March Madness


Necessity is the mother of invention. 

I have been thinking about this phrase often over the past year in response to the various challenges we have faced as a global community, as residents of Indianapolis, and as individuals supportive of Keep Indianapolis Beautiful. 

I’m proud of what necessity has helped us create this year: one of the most sustainable NCAA Division I Men’s Basketball tournaments ever. And the truth is, we never would have considered all of this 6 months ago, let alone a year ago!

At the end of 2019, fairly fresh on the scene in Indy, I was honored to be asked to co-chair the sustainability efforts for the NBA All-Star game, which was scheduled for February 2021 in Indianapolis.  With 13 months lead time, we gathered a great crew of sustainability stakeholders to consider options and start a plan to be the most sustainable host for the All-Stars game. However, our plans were quickly thwarted as the world turned upside down in March 2020 by COVID-19. 

When Indy postponed hosting the All-Star game this year, our committee was asked to pivot and handle the NCAA Men’s Final Four basketball championship. And then we learned in January… that it would be the entire March Madness™ tournament!

I am particularly proud of the collective efforts to purchase renewable energy and carbon offsets. While the ideal would be to find ways to reduce the need for using energy in the first place, with more efficient lighting or reduced consumption, the pandemic created too many uncertainties for us to make any concrete plans. Our pivot to energy offsets was inspired after talking with friends at the Green Sports Alliance. We couldn’t do what we wanted BEFORE tip-off, but we could make corrections AFTER the games were over.

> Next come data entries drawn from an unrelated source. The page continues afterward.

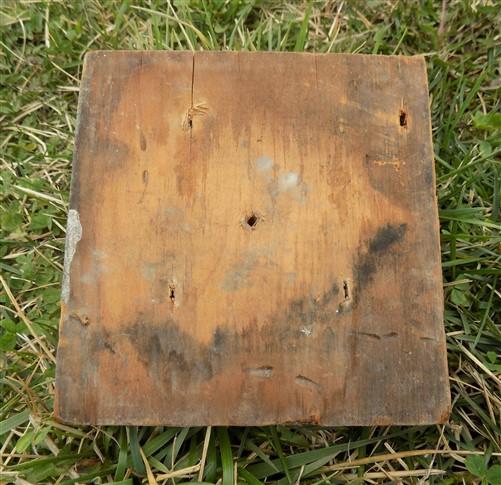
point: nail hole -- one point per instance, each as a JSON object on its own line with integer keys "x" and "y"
{"x": 346, "y": 289}
{"x": 252, "y": 220}
{"x": 403, "y": 118}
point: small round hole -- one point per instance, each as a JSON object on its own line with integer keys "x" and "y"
{"x": 252, "y": 220}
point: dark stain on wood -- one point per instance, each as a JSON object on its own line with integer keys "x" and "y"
{"x": 347, "y": 279}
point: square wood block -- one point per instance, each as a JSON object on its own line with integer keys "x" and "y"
{"x": 252, "y": 239}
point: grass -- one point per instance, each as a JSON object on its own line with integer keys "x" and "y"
{"x": 41, "y": 50}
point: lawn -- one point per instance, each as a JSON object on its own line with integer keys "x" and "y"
{"x": 42, "y": 45}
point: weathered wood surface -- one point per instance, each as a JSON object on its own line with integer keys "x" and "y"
{"x": 252, "y": 239}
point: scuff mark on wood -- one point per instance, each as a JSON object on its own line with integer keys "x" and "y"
{"x": 73, "y": 236}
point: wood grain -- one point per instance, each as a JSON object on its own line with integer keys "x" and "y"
{"x": 253, "y": 239}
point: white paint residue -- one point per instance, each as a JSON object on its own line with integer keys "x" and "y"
{"x": 264, "y": 164}
{"x": 288, "y": 181}
{"x": 73, "y": 236}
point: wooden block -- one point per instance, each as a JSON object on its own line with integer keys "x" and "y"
{"x": 253, "y": 238}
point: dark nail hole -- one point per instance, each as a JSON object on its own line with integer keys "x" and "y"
{"x": 252, "y": 220}
{"x": 346, "y": 288}
{"x": 403, "y": 118}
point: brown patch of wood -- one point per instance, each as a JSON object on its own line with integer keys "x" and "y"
{"x": 253, "y": 239}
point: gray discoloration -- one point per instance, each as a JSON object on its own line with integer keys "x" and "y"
{"x": 371, "y": 256}
{"x": 307, "y": 382}
{"x": 73, "y": 236}
{"x": 288, "y": 183}
{"x": 265, "y": 371}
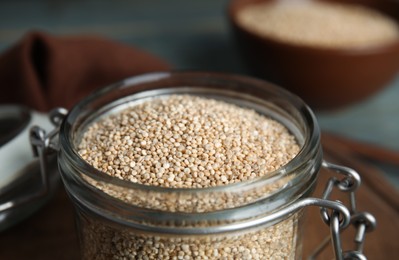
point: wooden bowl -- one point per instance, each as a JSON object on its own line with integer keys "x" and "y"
{"x": 324, "y": 78}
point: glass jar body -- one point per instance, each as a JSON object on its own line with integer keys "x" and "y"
{"x": 237, "y": 221}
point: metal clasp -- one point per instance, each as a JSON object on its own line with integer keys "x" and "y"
{"x": 43, "y": 145}
{"x": 362, "y": 221}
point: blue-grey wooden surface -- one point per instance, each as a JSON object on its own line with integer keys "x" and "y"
{"x": 190, "y": 34}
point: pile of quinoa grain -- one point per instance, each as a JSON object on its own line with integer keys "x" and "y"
{"x": 191, "y": 142}
{"x": 320, "y": 24}
{"x": 103, "y": 242}
{"x": 185, "y": 141}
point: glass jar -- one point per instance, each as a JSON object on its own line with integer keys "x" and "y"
{"x": 255, "y": 219}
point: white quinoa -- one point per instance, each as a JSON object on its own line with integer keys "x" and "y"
{"x": 184, "y": 141}
{"x": 187, "y": 142}
{"x": 320, "y": 24}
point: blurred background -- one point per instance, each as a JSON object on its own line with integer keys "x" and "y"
{"x": 189, "y": 34}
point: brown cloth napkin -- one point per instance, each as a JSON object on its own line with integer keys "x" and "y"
{"x": 43, "y": 71}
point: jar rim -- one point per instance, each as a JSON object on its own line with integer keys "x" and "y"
{"x": 311, "y": 140}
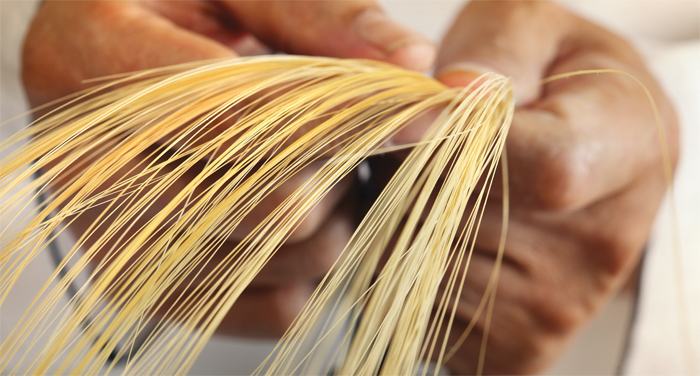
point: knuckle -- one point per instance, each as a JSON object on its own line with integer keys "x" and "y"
{"x": 559, "y": 179}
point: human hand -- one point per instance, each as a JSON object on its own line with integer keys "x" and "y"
{"x": 586, "y": 177}
{"x": 71, "y": 41}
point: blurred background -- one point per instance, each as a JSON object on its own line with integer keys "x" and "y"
{"x": 646, "y": 340}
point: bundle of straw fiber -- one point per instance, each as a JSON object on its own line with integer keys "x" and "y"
{"x": 245, "y": 127}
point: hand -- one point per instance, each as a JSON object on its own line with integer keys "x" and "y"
{"x": 586, "y": 177}
{"x": 71, "y": 41}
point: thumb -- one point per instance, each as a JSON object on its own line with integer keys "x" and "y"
{"x": 345, "y": 29}
{"x": 515, "y": 38}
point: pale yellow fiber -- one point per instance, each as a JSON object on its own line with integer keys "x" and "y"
{"x": 217, "y": 138}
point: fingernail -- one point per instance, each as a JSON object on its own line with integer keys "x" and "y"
{"x": 400, "y": 45}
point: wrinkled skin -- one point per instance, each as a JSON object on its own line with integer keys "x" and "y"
{"x": 586, "y": 173}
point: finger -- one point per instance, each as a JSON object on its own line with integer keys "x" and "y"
{"x": 345, "y": 29}
{"x": 517, "y": 39}
{"x": 210, "y": 19}
{"x": 70, "y": 42}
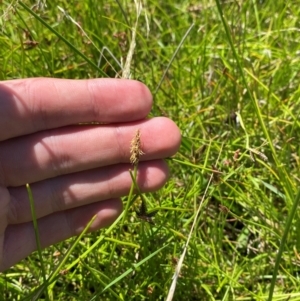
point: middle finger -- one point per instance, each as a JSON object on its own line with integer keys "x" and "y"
{"x": 67, "y": 150}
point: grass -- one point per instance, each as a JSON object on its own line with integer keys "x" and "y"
{"x": 245, "y": 245}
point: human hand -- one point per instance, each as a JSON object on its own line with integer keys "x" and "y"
{"x": 75, "y": 171}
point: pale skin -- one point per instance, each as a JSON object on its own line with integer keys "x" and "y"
{"x": 75, "y": 172}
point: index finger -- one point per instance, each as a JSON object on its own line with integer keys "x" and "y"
{"x": 36, "y": 104}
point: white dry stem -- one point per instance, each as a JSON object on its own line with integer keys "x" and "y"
{"x": 126, "y": 70}
{"x": 180, "y": 262}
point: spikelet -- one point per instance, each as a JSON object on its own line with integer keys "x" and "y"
{"x": 135, "y": 148}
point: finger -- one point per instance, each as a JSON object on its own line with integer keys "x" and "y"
{"x": 53, "y": 153}
{"x": 32, "y": 105}
{"x": 74, "y": 190}
{"x": 20, "y": 239}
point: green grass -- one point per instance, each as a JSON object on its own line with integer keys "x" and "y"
{"x": 247, "y": 61}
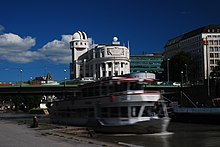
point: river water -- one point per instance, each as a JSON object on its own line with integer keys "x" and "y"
{"x": 178, "y": 135}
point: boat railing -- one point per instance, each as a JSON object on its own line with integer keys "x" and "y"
{"x": 197, "y": 110}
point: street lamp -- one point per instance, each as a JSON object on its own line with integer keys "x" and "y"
{"x": 168, "y": 71}
{"x": 21, "y": 77}
{"x": 64, "y": 77}
{"x": 186, "y": 73}
{"x": 181, "y": 92}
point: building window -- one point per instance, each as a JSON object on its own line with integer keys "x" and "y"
{"x": 109, "y": 73}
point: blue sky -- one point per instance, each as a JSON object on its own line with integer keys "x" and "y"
{"x": 34, "y": 34}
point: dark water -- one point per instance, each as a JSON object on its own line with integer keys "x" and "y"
{"x": 179, "y": 135}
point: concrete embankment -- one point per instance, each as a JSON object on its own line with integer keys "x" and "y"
{"x": 19, "y": 133}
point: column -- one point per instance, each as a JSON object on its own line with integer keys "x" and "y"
{"x": 106, "y": 69}
{"x": 113, "y": 69}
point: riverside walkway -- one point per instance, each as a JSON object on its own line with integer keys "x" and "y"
{"x": 14, "y": 135}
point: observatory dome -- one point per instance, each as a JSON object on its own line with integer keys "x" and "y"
{"x": 79, "y": 36}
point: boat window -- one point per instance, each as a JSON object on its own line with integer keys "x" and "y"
{"x": 91, "y": 112}
{"x": 148, "y": 111}
{"x": 104, "y": 112}
{"x": 104, "y": 90}
{"x": 124, "y": 111}
{"x": 114, "y": 112}
{"x": 136, "y": 86}
{"x": 97, "y": 91}
{"x": 135, "y": 111}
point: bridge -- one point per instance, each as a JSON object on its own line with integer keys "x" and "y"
{"x": 60, "y": 89}
{"x": 37, "y": 90}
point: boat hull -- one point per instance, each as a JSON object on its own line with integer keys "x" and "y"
{"x": 143, "y": 127}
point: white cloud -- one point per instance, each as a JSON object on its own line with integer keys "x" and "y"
{"x": 58, "y": 51}
{"x": 2, "y": 28}
{"x": 13, "y": 48}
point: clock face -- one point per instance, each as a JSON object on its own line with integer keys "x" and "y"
{"x": 115, "y": 51}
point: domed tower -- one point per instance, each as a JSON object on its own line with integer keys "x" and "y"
{"x": 79, "y": 45}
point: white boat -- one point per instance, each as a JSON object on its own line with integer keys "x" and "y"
{"x": 113, "y": 105}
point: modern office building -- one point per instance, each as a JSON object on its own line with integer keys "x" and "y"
{"x": 204, "y": 46}
{"x": 146, "y": 63}
{"x": 97, "y": 60}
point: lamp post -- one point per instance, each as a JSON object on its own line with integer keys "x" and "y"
{"x": 21, "y": 77}
{"x": 64, "y": 77}
{"x": 186, "y": 73}
{"x": 181, "y": 92}
{"x": 168, "y": 71}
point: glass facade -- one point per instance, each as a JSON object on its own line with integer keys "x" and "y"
{"x": 146, "y": 63}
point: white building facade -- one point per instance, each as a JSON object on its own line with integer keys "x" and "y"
{"x": 204, "y": 46}
{"x": 97, "y": 60}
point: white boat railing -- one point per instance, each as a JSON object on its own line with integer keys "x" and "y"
{"x": 197, "y": 110}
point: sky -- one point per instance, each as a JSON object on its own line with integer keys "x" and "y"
{"x": 35, "y": 34}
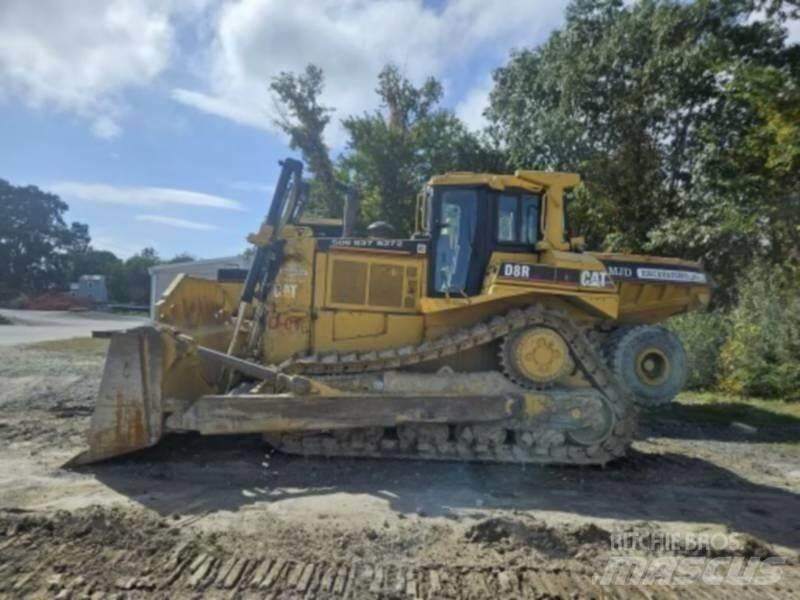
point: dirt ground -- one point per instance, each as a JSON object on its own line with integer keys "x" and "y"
{"x": 227, "y": 517}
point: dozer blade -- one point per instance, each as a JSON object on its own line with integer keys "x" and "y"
{"x": 127, "y": 414}
{"x": 158, "y": 381}
{"x": 143, "y": 366}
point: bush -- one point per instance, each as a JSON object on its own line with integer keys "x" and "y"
{"x": 762, "y": 354}
{"x": 703, "y": 335}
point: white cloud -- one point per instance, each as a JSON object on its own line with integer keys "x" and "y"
{"x": 139, "y": 196}
{"x": 80, "y": 55}
{"x": 253, "y": 186}
{"x": 230, "y": 109}
{"x": 106, "y": 128}
{"x": 173, "y": 222}
{"x": 470, "y": 109}
{"x": 352, "y": 40}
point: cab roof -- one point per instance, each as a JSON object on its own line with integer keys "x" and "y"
{"x": 534, "y": 181}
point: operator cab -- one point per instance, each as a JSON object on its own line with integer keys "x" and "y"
{"x": 468, "y": 216}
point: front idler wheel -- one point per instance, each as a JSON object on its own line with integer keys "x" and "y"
{"x": 650, "y": 361}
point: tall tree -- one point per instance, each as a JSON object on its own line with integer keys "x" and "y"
{"x": 304, "y": 119}
{"x": 391, "y": 152}
{"x": 657, "y": 106}
{"x": 35, "y": 239}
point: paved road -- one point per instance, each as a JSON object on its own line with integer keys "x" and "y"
{"x": 31, "y": 326}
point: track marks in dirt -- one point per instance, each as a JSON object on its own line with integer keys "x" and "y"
{"x": 105, "y": 553}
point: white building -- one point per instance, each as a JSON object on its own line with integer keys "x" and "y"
{"x": 161, "y": 276}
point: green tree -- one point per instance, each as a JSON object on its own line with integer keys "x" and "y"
{"x": 391, "y": 152}
{"x": 304, "y": 119}
{"x": 35, "y": 239}
{"x": 681, "y": 117}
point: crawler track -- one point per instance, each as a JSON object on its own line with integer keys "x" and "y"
{"x": 610, "y": 407}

No, we’re not stretching a long extension cord from Bankers Life Fieldhouse to an Indiana wind turbine. Instead, we will total up all the electricity used in the venues that host practice days and game days. Next, our partners at AES Indiana will go to the electricity market, where we will buy Renewable Energy Credits (RECs), which are tradeable commodities tied to renewable energy projects. We are purchasing an amount of Midwestern wind power equal to all the electricity we consume. 

We’re doing the same thing with all the other energy consumed. Our partners at Heritage Interactive Services will count up all the energy used during practices and games, and then purchase carbon credits on the market to offset all those emissions. A carbon offset might be the planting of a new forest, or injection of carbon dioxide deep underground.

Here’s the playbook. We couldn’t have done it without our partners at NCAA and Indiana Sports Corp, AES Indiana, Heritage Interactive Services, IUPUI’s Office of Sustainability, the City of Indianapolis, and so many more:

  • 100% Wind. The electricity consumed on practice and game days at all tournament venues will be offset with wind power. We have seen this done for the Final Four and Championship games, but never for the entire tournament. My co-chair of the Indianapolis Final Four Sustainability Committee, Jessica Davis (Director, IUPUI Sustainability) and I drafted the play. Our partners at AES Indiana jumped in from the bench to make it happen by purchasing renewable energy credits (RECs) and apply them toward electricity usage at Hinkle Fieldhouse, Bankers Life Fieldhouse, Lucas Oil Stadium, Indiana Farmers Coliseum and the Indiana Convention Center.
  • Operationally Carbon Neutral. All of the carbon emissions will be offset to cover all the other energy consumption, including natural gas, chilled water and steam, even transportation of the teams to and around Indianapolis. Our friends at Heritage Interactive Services and their partner ClimeCo provided the alley-oop.
  • Clean Lanes. KIB and over 100 volunteers, along with Mayor Joe Hogsett, Butler students, and even Butler Blue IV, picked up litter along 12 miles of city streets along the routes that the teams will be traveling. We also partnered with Butler University, the Indiana State Fairgrounds, INDOT, and the Department of Public Works to provide dumpsters and collect hundreds of bags of litter. Other groups, including Downtown Indy and Cultural Trail, lead cleanups downtown.
  • 68 Trees for 68 Teams. Our own Mark Adler came up with the idea to honor each team playing in Indianapolis by planting 68 trees in Andrew Ramsey Park and Elwood-Mary Black Park, near the Butler campus.
  • Re-wrapping Recycling. Our friends at Coca-Cola and hundreds of other volunteers re-wrapped hundreds of recycling bins at Lucas Oil Arena and at the Convention Center to reduce confusion, and increase successful recycling opportunities.



This all feels like a slam dunk. Keep Indianapolis Beautiful has pursued our mission as an environmental and community organization in a way that will have ramifications on larger stages and with larger audiences. One last note on renewable energy, did you know that even if you don’t have a solar panel on your roof, you can purchase 100% renewable energy for your home? Here in Indianapolis, if you go to your account with AES Indiana, you can select up to 100% renewable energy to power your home. Check it out!